The rig consisted of a pair of schoeps CMC6 bodies with the Fig 8 capsule and the hypercardiod capsule making up the front portion, and a Line Audio CM3 rigged up for the rear M all inside of a big rycote blimp. The schoeps mics went straight into a 744t 1-2, and the CM3 went through a sound devices M1 and into the 744t channel 3.
Next from Timothy Muirhead is this fantastic article on recording hot air balloons:
I am offering up free downloads featuring 20 different bursts of flames from the hot air balloon burners for readers to use in their own projects. Except for the start and end, each burst is essentially filtered white noise while the flames are roaring. Yet the starts and stops can be really useful, if used smartly. With some creative editing and some judicious use of plugin processing I have been able to use these sounds quite a bit in recent projects. The bursts were handy as a sweetner element in scene with a large building going up in flames, they allowed me to give the fire some added character. It also was used in weapon sound design for an anime series I worked on.

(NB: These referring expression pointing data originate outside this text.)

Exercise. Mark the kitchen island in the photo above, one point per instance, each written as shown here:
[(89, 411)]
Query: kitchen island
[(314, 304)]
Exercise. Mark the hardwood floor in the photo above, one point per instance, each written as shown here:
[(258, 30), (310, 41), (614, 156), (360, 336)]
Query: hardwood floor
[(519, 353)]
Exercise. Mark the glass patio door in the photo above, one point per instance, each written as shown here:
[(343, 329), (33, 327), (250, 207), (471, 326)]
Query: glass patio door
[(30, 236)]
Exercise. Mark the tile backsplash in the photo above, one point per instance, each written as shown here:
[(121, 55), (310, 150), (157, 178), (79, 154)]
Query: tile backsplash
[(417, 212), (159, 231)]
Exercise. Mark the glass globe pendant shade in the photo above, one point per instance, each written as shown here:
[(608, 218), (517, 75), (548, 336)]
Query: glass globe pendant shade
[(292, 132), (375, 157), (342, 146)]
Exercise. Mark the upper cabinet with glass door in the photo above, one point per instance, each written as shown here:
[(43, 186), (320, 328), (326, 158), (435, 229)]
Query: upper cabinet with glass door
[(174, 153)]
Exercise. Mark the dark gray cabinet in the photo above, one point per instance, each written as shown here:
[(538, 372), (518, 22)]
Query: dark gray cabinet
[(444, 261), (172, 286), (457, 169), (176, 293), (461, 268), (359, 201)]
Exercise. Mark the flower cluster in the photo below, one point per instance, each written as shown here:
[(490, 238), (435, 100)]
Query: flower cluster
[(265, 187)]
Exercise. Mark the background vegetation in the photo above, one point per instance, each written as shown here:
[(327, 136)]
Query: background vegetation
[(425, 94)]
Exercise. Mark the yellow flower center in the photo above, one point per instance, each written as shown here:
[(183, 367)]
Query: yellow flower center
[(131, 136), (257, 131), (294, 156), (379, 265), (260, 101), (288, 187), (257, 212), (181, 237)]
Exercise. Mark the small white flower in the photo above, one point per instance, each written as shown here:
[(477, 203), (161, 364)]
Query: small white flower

And finally from Michael Raphael a quick write up involving a Cambridge Typewriter:
By the time the day was done we had spent over 6 hours in Cambridge Typewriter and we recorded eight typewriters. We managed to record a Royal 10, Woodstock Standard, Olivetti Lettera 22, Corona Sterling, Smith Corona Classic 12, Royal Companion, and an IBM Selectric. It was a ridiculously humid and after that day Tom officially has earned the status of mensch. Tom dutifully typed a variety sequences for us and imparted tons of useful information about each machine.
Ric Viers and David Sonnenschein are at it again with a SECRETS FOR GREAT FILM SOUND seminar starting October 1. There is also a raffle giving away a neat iPhone audio interface and a Tascam recorder.
Full Deets Here.
Frank Bry of The Recordist has released another library in beta form. Explosives HD Pro was released on September 14 and like his other beta library, this one is at a discount! Blurb from TheRecordist.com:
Get ready… It’s coming very soon. More than 450 earth shaking explosions and black powder sound effects in High Definition from The Recordist. Here is a small sampling of the many recording sessions from the last 3 years. Don’t miss the blooper clip at the very end of the video!
As many of you already know I’ve been recording lots of Black Powder and other “Explosive” things. Well, here is the audio teaser and video trailer showcasing some of the sounds I recorded and designed from the raw source material.
The BBC reports that it has re-opened its legendary Radiophonic Workshop, since shuttering it in 1998:
The original workshop was known for its pioneering use of electronic sounds.
Founded in 1958, it was best-known for creating the eerie swoosh of the Doctor Who theme tune, but its compositions were also used in numerous radio dramas, The Goon Show and The Hitch-Hiker’s Guide to the Galaxy.
[...] “By bringing together the people making the technology with people making the music, we are hoping to find engaging answers to some of the modern problems associated with the role of sound and music on the internet, in certain creative forms and within broadcasting.”
The other artists joining [Composer Matthew Herbert] in the New Radiophonic Workshop are Mica Levi, from the band Micachu and the Shapes, Yann Seznec, Max de Wardener, theatre director Lyndsey Turner, Patrick Bergel and broadcast technologist Tony Churnside.
The Workshop, aside from creating a lot of memorable television music and sound effects, was in the 60s and 70s at the cutting-edge of developing modern synthesizer and sampler techniques, and created a base for avant garde composers like Delia Derbyshire. The new Workshop will be completely online, with artists collaborating and presenting their work primarily over the web. If you haven’t heard about it before you should definitely check out Wikipedia and this great Sound on Sound article written a few years ago.